1er avril 2013 : création de la taxe dépendance
Instaurée par la loi de financement de la Sécurité sociale (LFSS) pour 2013, la contribution additionnelle de solidarité pour l’autonomie (Casa) est une taxe de 0,3% destinée à financer les politiques publiques de dépendance. Elle est prélevée tous les mois directement sur les pensions de retraite (de base et complémentaires), les pensions de réversion attribuées aux conjoints survivants, les pensions d’invalidité et les rentes versées au titre de l’épargne retraite individuelle (Perp, Préfon, Madelin…) et au titre de l’épargne retraite collective (article 39, article 83, Perco…). Seuls les pensionnés soumis aux taux plein de la contribution sociale généralisée (CSG) de 6,6% sont assujettis à la Casa, soit la moitié des retraités français.

 

20 janvier 2014 : loi réformant des retraites
La loi « garantissant l’avenir et la justice du système de retraites » vise à combler le déficit de 7,6 milliards d’euros du régime général des salariés attendu en 2020. Pour y arriver, le texte instaure une hausse des cotisations vieillesse de 0,60 point entre 2014 et 2017. Une fiscalisation des majorations de pension, octroyées aux parents d’au moins 3 enfants et jusqu’ici exonérées d’impôt, est mise en place à compter de la déclaration 2014 portant sur les revenus 2013. En vue de dégager des économies, la revalorisation annuelle des pensions de base est repoussée du 1er avril au 1er octobre.
Afin d’instaurer un équilibre financier à plus long terme, la durée de cotisation exigée pour bénéficier d’une retraite à taux plein (sans décote) passe de 167 trimestres (41,75 ans) en 2020 à 172 trimestres (43 ans) à partir du 1er janvier 2035. Par ailleurs, les comptes personnels de prévention de la pénibilité sont créés.
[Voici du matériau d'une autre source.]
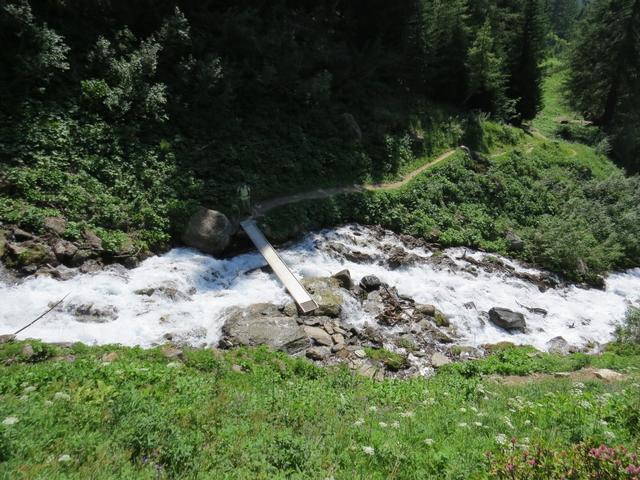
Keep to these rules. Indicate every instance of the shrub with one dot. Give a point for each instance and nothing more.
(580, 461)
(629, 331)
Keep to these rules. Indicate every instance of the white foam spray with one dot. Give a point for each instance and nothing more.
(212, 286)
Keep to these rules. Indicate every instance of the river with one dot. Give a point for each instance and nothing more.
(193, 291)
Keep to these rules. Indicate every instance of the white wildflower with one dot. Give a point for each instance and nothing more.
(10, 421)
(369, 450)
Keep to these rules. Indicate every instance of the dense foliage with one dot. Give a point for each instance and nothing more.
(140, 415)
(574, 216)
(604, 71)
(121, 115)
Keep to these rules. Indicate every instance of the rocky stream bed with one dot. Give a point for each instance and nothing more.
(389, 305)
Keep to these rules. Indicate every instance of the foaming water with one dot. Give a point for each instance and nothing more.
(196, 291)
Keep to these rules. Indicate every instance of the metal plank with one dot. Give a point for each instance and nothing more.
(291, 283)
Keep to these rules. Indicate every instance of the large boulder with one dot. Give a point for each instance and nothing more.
(55, 225)
(263, 324)
(507, 319)
(327, 293)
(208, 231)
(370, 283)
(559, 346)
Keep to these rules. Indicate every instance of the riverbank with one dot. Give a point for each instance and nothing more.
(115, 412)
(189, 298)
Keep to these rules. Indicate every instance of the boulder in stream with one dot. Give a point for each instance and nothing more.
(507, 319)
(263, 324)
(208, 231)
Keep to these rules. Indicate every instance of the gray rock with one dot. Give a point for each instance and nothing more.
(81, 256)
(208, 231)
(399, 257)
(171, 352)
(22, 236)
(92, 265)
(370, 283)
(439, 360)
(7, 338)
(514, 242)
(263, 324)
(318, 335)
(609, 375)
(434, 332)
(89, 313)
(328, 295)
(318, 353)
(344, 277)
(64, 250)
(374, 304)
(559, 346)
(55, 225)
(428, 310)
(92, 241)
(507, 319)
(195, 336)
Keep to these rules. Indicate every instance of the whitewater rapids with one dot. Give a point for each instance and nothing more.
(208, 287)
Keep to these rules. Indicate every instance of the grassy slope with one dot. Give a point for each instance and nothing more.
(145, 416)
(572, 206)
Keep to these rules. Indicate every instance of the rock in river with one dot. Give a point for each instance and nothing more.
(507, 319)
(208, 231)
(263, 324)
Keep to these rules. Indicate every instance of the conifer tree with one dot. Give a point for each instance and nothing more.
(605, 60)
(526, 57)
(486, 74)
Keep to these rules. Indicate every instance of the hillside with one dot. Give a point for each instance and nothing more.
(451, 181)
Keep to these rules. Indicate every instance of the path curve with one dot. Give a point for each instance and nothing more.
(263, 207)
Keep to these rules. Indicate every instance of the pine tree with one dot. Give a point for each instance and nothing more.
(443, 42)
(562, 16)
(605, 60)
(487, 80)
(526, 57)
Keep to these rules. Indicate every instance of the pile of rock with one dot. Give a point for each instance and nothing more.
(51, 254)
(412, 334)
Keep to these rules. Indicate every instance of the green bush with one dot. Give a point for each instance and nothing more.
(585, 460)
(629, 332)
A compter du 1er janvier 2015, les salariés du privé exposés à des risques professionnels (travail de nuit, travail à la chaîne, travail en 3×8…) peuvent cumuler des points leur permettant notamment de partir plus tôt à la retraite.

 

1er octobre 2014 : pas de revalorisation
Compte tenu de la faiblesse de l’inflation et d’un effet de rattrapage négatif, les retraites de base sont indexées de 0%, ce qui équivaut à un gel des pensions de base.

 

1er janvier 2015 : changement du calcul de la CSG
La loi de financement de la Sécurité sociale (LFSS) pour 2015 modifie le mode d’attribution du taux de CSG des inactifs (dont les retraités). Suite à ce changement, 460.000 retraités voient leur taux, prélevé directement sur leurs pensions, passer de 3,8% à 6,6%.

 

18 mars 2015 : versement de la prime exceptionnelle
Pour compenser l’absence de revalorisation annuelle en 2014, une prime forfaitaire exceptionnelle de 40 euros est versée aux Français percevant moins de 1.200 euros bruts de pensions globales (tous régimes confondus) par mois, soit environ 6,5 millions de retraités.